Besides equipment, experts suggest increased investment in raw materials and industrial software. Overall investment is not enough either, according to Xie Zhifeng, a co-founder of SMIC who won the Intel Corporate Achievement Award in 1990. “The first phase of the Big Fund invested US$5 billion a year on average, which is less than the yearly investment of Intel which reaches over US$12 billion,” Xie said. Intel’s annual report shows that since 2015 its R&D spending exceeded US$12 billion.  

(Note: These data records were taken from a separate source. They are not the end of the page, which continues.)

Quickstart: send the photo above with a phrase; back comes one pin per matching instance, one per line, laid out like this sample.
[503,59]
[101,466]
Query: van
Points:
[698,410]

The semiconductor industry is more in need of an increase in sustained investment in R&D, Wei noted. He said that only when R&D investment surpasses 15 percent of a chip company’s sales will its development enter a positive cycle. In the US, the proportion is 17 percent while in the Chinese mainland it is only about 8 percent. What’s more, in China investment plans are usually made every five years. This pace of investment is too slow to allow the efficient upgrading of semiconductor products, resulting in unsustainable investment for R&D, Wei said. He suggested the government increase investment in R&D at the State level and set up a special fund for it. 

China’s IC sector also has a human resources shortage. “We lack talent in general, from leading figures, mid-level and senior managers to R&D technicians and engineers,” Xie said. In July, Huawei CEO Ren Zhengfei visited several prestigious universities in Shanghai and Nanjing, Jiangsu Province, stressing the significance of enhancing cooperation between companies, colleges and research institutes in scientific innovation and talent cultivation.  

Under these circumstances, mobilizing the country’s strength to develop core technologies, as proposed in the new policy to enhance the IC and software industries released by the State Council in August, is regarded as feasible by experts. The policy sets out preferential tax and duty rules for the semiconductor industry. In the 1970s, Japan put forward a plan to develop its IC industry to narrow the gap with the US. Its government mobilized five tech giants, including Toshiba and Fujitsu, to make technology breakthroughs. Between 1980 and 1986, Japanese companies’ share of the IC market increased from 26 to 45 percent.  

But in mobilizing different forces for this purpose, the government should ensure those charged with overseeing technological breakthroughs are qualified, Wei said, adding it should coordinate the entire process instead of just taking notice of the results. 

Wei said that in the first decade of the 21st century, China’s IC development was mainly market-driven, while the government’s role was absent. “In the past 10 years, though, the government started playing a role and emphasized original innovation. If future policy is well-crafted and sufficient investment is pumped in, China’s IC industry might realize self-sufficiency in most aspects by 2030. By 2040, it may lead the race in some fields,” Wei predicted.